FIG. 6 illustrates a configuration of the thickness of a convex part of an electrostatic chuck module according to an embodiment.

FIG. 7 is a graph of simulation results of a relationship between the thickness of the convex part of the electrostatic chuck module according to an embodiment, the temperature deviation in a crack plate of the electrostatic chuck module according to an embodiment, and surface deformation.

FIG. 8 illustrates an electrostatic chuck module according to an embodiment, fixed with fastening members.

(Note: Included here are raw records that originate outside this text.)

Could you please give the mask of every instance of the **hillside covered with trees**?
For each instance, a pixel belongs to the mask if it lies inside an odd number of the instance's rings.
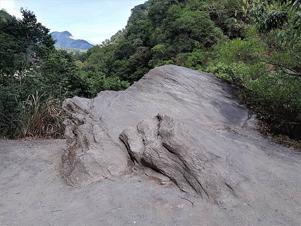
[[[124,89],[152,68],[176,64],[232,83],[263,132],[299,140],[300,4],[149,0],[122,31],[76,54],[56,50],[33,12],[22,9],[20,20],[2,11],[0,135],[59,137],[64,98]]]

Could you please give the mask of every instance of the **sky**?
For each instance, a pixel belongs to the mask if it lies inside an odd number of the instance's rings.
[[[67,31],[75,39],[100,44],[124,28],[130,10],[146,0],[0,0],[0,9],[21,18],[20,9],[33,11],[50,32]]]

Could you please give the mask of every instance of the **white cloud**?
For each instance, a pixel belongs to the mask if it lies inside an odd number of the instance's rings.
[[[15,0],[0,0],[0,9],[4,9],[11,15],[15,16],[17,18],[22,17]]]

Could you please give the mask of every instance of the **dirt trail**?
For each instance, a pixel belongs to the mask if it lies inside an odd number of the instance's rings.
[[[288,150],[268,153],[291,163],[289,183],[269,188],[278,202],[257,199],[226,209],[138,175],[67,186],[60,172],[65,143],[0,141],[0,225],[301,224],[301,179],[296,176],[301,158]]]

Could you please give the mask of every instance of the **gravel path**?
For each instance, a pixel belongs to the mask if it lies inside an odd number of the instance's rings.
[[[141,175],[66,185],[65,143],[0,141],[0,225],[301,225],[301,158],[292,152],[269,153],[291,167],[289,183],[279,181],[267,194],[279,201],[257,198],[226,208]]]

FIG. 9 is a graph of surface deformations of an electrostatic chuck module according to an embodiment when not fixed with fastening members and when fixed with fastening member.

DETAILED DESCRIPTION

Embodiments of the present disclosure will hereinafter be described with reference to the accompanying drawings, but embodiments of the present disclosure are not necessarily limited thereto. Furthermore, not all components described in the following embodiments are essential as means for solving objectives of embodiments. For clarity of explanation, omissions and simplifications may be appropriately made in the following descriptions and drawings. In the drawings, the same elements may be assigned the same reference numerals, and repetitive explanations may be omitted.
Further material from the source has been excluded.